L’article 330 dispose : « Les employeurs soumis aux dispositions du dahir portant loi n° 1-72-184 du 15 joumada II 1392 (27 juillet 1972) relatif au régime de sécurité sociale doivent souscrire un contrat d’assurance garantissant les indemnités prévues par le présent dahir. Bénéficient également de l’assurance obligatoire prévue par le présent article, les agents des collectivités locales, temporaires, occasionnels, journaliers et contractuels ainsi que les salariés des établissements publics ne relevant pas de la  fonction publique ou dudit régime de sécurité sociale».

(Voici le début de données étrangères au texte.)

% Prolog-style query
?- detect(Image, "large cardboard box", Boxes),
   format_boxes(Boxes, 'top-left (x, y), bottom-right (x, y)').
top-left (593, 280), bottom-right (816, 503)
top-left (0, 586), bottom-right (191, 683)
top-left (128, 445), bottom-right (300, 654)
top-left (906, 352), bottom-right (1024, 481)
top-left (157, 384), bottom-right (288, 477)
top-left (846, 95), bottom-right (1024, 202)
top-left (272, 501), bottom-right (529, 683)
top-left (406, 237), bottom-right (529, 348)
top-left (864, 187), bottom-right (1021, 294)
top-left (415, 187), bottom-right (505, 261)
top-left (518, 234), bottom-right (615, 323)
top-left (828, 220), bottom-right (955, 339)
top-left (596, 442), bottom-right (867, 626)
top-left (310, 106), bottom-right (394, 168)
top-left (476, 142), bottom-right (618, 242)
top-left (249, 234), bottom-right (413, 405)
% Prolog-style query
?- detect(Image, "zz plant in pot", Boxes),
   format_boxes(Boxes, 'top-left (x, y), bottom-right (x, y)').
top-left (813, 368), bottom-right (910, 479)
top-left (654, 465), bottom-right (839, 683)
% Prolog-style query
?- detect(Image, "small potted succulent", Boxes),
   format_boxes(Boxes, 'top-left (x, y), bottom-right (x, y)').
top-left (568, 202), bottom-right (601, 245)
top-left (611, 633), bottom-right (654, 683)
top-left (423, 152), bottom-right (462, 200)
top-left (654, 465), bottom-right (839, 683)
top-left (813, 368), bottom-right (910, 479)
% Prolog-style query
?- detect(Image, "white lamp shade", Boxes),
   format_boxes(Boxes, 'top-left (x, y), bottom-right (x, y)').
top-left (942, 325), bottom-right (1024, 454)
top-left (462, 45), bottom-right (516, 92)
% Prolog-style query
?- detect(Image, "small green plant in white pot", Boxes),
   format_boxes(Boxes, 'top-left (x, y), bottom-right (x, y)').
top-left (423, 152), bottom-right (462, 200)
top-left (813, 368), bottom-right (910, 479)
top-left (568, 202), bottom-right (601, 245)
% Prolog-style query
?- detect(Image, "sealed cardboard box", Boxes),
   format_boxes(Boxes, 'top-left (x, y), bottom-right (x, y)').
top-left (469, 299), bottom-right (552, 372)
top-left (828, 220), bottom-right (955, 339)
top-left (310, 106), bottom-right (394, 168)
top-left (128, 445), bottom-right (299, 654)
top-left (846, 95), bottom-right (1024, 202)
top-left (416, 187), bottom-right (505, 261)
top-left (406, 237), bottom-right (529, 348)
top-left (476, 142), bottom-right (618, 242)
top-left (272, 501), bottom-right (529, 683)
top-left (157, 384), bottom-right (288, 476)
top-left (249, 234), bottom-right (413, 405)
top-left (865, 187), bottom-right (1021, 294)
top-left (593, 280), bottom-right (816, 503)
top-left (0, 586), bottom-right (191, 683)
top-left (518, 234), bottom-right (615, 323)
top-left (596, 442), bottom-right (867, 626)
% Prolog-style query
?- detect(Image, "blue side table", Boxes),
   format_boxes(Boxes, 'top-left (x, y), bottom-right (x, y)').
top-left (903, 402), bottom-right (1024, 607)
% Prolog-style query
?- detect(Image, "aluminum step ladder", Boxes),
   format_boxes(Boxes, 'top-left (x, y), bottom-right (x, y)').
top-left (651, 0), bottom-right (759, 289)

Ceci étant, cet article n’a pas exclu les autres salariés d’une couverture obligatoire contre les accidents du travail, il a tout simplement rendu obligatoire pour les entreprises qui sont assujetties au régime de la CNSS de fournir les bordereaux de la CNSS à l’assureur. La loi 18/01 n’a pas non plus abrogé les dispositions du Dahir du 06/02/1963 relatif à l’indemnisation des victimes des accidents du travail, qui, dans ses articles 7 et suivants a été très large et n’a prévu qu’à titre indicatif la liste des personnes bénéficiant de l’assurance accident du travail, et partant a laissé la porte ouverte aux gens de maison, et d’ailleurs toute personne employée et dont le contrat est caractérisé par un lien de subordination, de bénéficier des dispositions du dahir de 1963 relatif aux accidents du travail.
On peut, à cet égard citer une partie de l’article 7 de ce Dahir à titre d’exemple qui dispose : «Bénéficient du présent dahir les ouvriers, employés, agents de maîtrise ou de direction au service des entreprises et employeurs ci-après :

1° Exploitations agricoles et forestières dans les conditions spécialement déterminées par dahir ;

2° Entreprises industrielles (telles qu’usines, manufactures, chantiers, entreprises de transport, entreprises de chargement ou de déchargement, magasins publics, mines, carrières…) ;

3° Entreprises commerciales ; ……»

Enfin, s’agissant d’une assurance obligatoire, si votre assureur refuse de vous accorder une couverture accident du travail, vous avez le droit de recourir à l’organe de tutelle des compagnies d’assurances, à savoir la direction de l’assurance et de la prévoyance sociale. Mais aujourd’hui, les assureurs eux-mêmes proposent dans le cadre de l’assurance multirisque habitation, une garantie dédiée aux gens de maison, et y prévoient l’application des dispositions du Dahir relatif aux AT.